Por informação de Roberto Silveira, marchand gaúcho radicado em São Paulo, a mais
nova galeria de Porto Alegre, inaugurada no final de 2006, com área de mais de 400 m2, na
mesma quadra da Sala de Arte, chama-se Casa Arte e tem a direção de Darwin Longoni,
um ex-empresário do setor de equipamentos elétricos.
Sou avesso às
injustiças. Se você se julga merecedor de constar de quaisquer das listas acima,
desculpe a minha falta de informação. Por favor, peço-lhe que me escreva falando da sua
atuação no mercado gaúcho e a injustiça será corrigida. Por outro lado, tendo
qualquer tipo de sugestão ou crítica, por favor, escreva-me.
Os artistas plásticos
Para nomear aqui os
artistas gaúchos em atividade no Rio Grande do Sul, só há um jeito de não se cometer
injustiças: basta recomendar uma consulta ao "Dicionário de Artes Plásticas do Rio
Grande do Sul" Editora da Universidade (UFRGS) , da lavra de Renato Rosa
e Décio Presser.
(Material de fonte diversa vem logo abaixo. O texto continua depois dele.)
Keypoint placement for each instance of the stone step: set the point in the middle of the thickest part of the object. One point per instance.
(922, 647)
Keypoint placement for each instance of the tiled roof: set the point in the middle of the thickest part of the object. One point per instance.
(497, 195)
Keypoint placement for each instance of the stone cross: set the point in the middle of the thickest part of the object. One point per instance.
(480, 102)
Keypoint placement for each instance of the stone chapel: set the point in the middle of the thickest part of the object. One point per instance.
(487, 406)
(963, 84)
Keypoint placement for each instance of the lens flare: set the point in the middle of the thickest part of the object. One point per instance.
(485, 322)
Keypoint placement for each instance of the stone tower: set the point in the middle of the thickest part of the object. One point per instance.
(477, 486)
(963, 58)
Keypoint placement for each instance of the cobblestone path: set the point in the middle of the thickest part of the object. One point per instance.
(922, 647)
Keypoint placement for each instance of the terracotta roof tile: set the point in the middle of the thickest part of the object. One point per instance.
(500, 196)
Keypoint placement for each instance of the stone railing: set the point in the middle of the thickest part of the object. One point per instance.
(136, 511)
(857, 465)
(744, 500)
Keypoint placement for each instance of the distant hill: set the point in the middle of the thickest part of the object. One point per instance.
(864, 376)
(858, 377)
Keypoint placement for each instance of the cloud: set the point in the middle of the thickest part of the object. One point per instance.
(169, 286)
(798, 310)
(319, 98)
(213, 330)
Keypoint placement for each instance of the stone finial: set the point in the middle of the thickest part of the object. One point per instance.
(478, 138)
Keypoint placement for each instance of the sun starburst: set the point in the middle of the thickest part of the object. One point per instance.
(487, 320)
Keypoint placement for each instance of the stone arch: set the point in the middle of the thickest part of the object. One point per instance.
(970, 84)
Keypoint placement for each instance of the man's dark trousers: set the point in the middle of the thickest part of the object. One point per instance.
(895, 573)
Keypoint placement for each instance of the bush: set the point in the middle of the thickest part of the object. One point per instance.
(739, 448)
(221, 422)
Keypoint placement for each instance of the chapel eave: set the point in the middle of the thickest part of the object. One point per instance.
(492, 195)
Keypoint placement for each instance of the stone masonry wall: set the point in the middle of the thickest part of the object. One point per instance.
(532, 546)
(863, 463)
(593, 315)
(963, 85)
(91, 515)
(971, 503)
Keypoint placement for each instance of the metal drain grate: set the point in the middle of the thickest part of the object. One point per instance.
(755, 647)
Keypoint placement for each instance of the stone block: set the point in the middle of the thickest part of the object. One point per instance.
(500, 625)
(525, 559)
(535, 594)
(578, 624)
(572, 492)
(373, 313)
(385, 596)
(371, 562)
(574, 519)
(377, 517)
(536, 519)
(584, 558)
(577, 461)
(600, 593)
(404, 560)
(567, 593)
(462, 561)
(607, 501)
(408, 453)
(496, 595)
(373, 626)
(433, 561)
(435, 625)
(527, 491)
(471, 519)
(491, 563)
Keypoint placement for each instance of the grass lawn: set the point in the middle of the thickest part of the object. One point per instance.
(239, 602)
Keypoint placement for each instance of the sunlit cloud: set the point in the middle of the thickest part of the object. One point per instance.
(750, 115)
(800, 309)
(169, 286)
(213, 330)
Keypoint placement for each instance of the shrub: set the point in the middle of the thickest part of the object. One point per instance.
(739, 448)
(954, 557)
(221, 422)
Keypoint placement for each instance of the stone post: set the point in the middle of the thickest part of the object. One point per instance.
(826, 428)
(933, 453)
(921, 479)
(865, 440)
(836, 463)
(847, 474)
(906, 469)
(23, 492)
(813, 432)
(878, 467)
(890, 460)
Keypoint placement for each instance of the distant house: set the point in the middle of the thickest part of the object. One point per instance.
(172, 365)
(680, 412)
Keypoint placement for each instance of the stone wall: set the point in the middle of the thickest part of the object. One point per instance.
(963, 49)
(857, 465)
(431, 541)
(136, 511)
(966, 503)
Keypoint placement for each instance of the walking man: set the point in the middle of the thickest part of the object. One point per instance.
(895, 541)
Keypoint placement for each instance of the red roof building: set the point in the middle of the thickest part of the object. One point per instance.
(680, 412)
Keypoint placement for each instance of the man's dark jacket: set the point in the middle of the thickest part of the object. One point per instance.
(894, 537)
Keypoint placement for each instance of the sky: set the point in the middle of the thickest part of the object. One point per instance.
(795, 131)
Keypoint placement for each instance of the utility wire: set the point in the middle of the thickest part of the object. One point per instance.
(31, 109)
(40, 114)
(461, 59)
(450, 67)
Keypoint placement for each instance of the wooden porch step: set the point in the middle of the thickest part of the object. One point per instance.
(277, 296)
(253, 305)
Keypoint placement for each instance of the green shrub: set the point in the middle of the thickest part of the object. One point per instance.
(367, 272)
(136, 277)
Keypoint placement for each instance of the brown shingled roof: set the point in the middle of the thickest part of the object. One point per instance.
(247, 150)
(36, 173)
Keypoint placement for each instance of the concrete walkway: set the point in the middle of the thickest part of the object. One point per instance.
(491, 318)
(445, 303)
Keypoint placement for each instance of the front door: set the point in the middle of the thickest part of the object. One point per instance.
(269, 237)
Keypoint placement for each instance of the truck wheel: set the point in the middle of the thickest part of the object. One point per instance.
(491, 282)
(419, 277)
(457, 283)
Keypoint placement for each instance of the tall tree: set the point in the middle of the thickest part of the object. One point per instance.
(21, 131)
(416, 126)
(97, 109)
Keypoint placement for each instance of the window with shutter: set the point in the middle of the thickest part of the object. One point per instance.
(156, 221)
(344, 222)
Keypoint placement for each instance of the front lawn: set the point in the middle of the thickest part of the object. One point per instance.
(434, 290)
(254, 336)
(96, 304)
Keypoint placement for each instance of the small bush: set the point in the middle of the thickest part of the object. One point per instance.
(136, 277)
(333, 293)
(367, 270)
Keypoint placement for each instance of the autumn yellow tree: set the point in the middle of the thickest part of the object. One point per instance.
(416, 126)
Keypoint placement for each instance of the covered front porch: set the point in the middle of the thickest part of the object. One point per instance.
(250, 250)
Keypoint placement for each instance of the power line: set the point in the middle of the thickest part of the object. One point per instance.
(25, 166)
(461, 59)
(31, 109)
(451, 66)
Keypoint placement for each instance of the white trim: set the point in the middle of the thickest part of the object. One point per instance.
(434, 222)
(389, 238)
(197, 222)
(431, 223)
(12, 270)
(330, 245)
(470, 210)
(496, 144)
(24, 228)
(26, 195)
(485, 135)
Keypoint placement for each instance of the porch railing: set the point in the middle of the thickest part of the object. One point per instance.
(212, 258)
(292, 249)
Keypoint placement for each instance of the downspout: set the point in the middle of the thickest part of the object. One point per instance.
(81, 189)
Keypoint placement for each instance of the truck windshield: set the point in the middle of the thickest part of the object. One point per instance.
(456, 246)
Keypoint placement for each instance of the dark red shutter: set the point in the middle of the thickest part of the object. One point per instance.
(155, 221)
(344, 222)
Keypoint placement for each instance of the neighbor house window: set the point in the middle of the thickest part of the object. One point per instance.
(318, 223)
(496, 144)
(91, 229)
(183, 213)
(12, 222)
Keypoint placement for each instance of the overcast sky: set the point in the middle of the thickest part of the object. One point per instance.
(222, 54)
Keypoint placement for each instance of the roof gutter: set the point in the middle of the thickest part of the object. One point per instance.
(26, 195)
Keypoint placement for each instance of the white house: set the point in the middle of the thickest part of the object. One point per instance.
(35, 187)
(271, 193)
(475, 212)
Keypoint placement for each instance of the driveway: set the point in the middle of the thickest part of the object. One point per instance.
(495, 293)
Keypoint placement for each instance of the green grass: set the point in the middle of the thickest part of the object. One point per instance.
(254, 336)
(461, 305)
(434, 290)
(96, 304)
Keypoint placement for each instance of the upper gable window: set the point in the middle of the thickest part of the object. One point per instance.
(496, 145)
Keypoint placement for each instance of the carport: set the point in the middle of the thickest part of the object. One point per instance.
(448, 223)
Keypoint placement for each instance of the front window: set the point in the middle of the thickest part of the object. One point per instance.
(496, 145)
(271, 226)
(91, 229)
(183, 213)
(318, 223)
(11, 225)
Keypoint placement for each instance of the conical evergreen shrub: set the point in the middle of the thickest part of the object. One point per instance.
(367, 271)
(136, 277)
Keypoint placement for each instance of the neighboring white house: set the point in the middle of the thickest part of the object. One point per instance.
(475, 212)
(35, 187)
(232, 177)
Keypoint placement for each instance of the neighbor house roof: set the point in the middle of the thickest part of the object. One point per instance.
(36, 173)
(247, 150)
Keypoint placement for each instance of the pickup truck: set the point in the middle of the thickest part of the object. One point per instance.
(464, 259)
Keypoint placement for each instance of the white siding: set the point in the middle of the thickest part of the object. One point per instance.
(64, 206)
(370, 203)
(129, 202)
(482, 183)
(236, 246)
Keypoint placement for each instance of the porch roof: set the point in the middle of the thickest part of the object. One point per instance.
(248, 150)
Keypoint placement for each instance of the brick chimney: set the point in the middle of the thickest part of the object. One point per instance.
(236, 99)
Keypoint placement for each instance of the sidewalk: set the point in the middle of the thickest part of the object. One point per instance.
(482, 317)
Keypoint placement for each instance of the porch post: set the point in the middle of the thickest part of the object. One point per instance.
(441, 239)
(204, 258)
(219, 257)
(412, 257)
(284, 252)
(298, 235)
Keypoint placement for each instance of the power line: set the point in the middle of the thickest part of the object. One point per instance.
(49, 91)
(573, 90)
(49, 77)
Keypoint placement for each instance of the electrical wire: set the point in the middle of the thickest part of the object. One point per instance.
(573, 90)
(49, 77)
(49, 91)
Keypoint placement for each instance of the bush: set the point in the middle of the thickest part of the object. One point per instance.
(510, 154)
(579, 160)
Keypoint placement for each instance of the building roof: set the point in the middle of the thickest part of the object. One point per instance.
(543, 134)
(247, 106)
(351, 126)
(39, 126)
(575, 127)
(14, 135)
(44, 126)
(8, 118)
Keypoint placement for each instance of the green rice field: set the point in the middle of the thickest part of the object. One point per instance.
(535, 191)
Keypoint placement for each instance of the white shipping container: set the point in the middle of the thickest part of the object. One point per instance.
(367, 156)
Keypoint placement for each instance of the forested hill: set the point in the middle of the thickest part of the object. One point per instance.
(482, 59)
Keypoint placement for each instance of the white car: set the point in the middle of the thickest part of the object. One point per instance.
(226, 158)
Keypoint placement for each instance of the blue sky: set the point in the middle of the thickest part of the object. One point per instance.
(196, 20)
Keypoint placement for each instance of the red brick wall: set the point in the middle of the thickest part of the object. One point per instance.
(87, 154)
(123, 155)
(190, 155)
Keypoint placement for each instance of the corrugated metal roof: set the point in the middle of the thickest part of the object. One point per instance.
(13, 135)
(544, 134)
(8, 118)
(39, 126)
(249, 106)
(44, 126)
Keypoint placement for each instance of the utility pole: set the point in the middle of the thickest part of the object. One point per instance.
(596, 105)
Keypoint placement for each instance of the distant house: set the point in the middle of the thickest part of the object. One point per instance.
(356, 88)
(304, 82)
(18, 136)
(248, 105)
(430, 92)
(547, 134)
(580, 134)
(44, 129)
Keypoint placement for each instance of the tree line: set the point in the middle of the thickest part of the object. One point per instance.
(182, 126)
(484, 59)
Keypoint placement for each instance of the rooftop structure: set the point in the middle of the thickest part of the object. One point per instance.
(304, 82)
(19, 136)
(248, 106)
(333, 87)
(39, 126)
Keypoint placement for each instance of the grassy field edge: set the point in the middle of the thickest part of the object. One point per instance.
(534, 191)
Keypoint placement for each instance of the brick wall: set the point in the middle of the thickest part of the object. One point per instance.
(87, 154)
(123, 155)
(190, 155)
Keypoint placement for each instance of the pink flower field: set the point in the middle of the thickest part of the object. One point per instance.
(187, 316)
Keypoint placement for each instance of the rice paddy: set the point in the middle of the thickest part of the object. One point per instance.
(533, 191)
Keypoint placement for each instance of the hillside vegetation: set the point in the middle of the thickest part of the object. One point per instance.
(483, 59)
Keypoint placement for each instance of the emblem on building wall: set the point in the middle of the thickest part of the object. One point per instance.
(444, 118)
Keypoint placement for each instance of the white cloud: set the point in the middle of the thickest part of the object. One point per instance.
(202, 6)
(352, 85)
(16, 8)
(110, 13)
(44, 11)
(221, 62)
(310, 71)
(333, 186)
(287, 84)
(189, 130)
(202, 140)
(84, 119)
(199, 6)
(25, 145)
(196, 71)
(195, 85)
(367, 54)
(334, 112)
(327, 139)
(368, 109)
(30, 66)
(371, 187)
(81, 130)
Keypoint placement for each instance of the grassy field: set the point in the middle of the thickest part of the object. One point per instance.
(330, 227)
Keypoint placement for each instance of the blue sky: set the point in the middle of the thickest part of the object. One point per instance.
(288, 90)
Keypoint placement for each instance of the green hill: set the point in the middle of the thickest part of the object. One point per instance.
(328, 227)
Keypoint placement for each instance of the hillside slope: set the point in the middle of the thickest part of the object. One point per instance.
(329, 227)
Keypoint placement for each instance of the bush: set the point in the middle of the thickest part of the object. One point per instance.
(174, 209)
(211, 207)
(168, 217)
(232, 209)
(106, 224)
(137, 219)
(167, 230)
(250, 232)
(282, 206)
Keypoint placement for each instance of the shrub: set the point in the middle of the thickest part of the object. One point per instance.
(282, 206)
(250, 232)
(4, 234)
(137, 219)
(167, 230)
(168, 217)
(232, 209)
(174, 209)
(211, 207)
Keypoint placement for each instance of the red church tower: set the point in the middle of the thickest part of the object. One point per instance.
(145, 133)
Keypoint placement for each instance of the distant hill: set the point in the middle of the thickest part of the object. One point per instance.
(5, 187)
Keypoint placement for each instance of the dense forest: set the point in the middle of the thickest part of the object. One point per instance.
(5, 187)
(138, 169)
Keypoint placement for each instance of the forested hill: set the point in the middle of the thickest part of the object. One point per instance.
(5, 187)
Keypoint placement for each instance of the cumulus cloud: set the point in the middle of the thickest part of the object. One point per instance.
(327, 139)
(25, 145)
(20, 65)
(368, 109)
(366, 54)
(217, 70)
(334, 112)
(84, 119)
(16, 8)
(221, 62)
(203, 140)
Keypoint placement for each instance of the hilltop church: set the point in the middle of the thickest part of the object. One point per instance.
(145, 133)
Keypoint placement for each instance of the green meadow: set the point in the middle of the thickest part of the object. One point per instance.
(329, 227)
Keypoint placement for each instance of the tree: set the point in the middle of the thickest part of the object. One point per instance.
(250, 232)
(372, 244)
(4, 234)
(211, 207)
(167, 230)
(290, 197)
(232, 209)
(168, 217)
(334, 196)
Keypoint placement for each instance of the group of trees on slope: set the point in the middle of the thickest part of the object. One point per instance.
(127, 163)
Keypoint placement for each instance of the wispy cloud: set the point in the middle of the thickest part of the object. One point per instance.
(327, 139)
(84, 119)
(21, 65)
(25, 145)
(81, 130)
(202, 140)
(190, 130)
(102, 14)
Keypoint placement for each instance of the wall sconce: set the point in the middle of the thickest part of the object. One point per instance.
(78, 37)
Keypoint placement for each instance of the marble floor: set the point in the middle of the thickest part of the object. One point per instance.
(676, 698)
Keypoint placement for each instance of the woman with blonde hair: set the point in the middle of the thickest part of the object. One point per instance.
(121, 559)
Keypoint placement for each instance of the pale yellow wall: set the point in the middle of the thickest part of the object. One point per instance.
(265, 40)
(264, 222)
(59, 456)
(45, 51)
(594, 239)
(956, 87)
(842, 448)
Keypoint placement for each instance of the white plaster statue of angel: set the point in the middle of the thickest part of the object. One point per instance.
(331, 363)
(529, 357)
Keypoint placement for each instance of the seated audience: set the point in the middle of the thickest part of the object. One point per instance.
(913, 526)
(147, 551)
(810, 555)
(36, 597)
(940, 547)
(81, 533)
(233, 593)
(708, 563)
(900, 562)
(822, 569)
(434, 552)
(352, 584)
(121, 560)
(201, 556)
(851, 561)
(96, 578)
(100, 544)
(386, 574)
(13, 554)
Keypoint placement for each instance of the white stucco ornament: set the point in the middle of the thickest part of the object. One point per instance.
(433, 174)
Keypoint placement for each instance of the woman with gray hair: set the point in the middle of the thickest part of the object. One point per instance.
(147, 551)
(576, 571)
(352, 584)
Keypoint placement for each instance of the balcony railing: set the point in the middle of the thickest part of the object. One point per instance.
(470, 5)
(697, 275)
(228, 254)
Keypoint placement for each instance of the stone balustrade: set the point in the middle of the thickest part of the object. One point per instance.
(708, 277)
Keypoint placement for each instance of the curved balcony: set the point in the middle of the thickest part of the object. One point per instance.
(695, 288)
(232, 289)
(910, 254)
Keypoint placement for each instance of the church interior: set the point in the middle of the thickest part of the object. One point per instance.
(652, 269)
Trata-se de um importantíssimo trabalho, um exemplo a ser seguido por
todos os mercados de arte.
Bienal do Mercosul
Quando se fala em mercado
de arte, obrigatoriamente, temos que aplaudir a Bienal de Artes Visuais do Mercosul.
Para quem não
lembra, em meados dos anos 90, um grupo de artistas plásticos, empresários e políticos
do Rio Grande do Sul se uniram para lançar as bases da Bienal de Artes Visuais do
Mercosul. Surgiu, então, a Fundação de Artes Visuais do Mercosul; frise-se: uma
fundação de direito privado.
Dessas Bienais, participam
Argentina, Bolívia, Brasil, Chile, Paraguai e Uruguai, além de países convidados. A
primeira edição foi em 1997 e, em dezembro de 2005, foi realizada
a quinta Bienal.
Assim, como
se vê, a seu modo, o mercado gaúcho vai muito bem.